Self-concordance for generalized linear models
We consider a probability distribution on some set \(\mathcal{A}\), with density $$\exp\big( \varphi(a)^\top x) \ – f(x) \big)$$ with respect to the positive measure \(d\mu\), with \(f(x)\) the log-partition function, defined so that the total mass is one, that is, $$ f(x) = \log \Big( \int_\mathcal{A} \exp( \varphi(a)^\top x) d\mu(a) \Big). $$ We assume the feature vector \(\varphi(a)\) and the parameter \(x\) are in \(\mathbb{R}^d\).
The theory of exponential families tells us that the function \(f(x)\) is the “cumulant generating” function. That is, the cumulants of \(\varphi(a)\) for the probability distribution defined by \(x\), are exactly the derivatives of \(f\) taken at \(x\).

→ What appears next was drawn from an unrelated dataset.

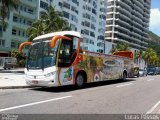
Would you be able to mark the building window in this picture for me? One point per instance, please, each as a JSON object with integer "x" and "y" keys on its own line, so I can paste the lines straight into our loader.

More precisely, for the usual mean and covariance matrix, we get $$ \mathbb{E}_{a|x} \varphi(a) = f^\prime (x),$$ $$ \mathbb{E}_{a|x} \big(\varphi(a) \ – f^\prime (x)\big) \otimes \big(\varphi(a) \ – f^\prime (x)\big) = f^{\prime\prime}(x).$$ For the third order cumulant, we get: $$ \mathbb{E}_{a|x} \big(\varphi(a)\ – f^\prime (x)\big)\otimes \big(\varphi(a)\ – f^\prime (x)\big) \otimes \big(\varphi(a) \ – f^\prime (x)\big) = f^{\prime\prime\prime}(x).$$ Thus, for any \(h \in \mathbb{R}^d\), \(\big(\varphi(a) \ – f^\prime (x)\big)^\top h \leqslant \| h\| D\), where \(D\) is the diameter of the set \(\{ \varphi(a), \ a \in \mathcal{A} \}\), which leads to the desired \(2\)-self-concordance property.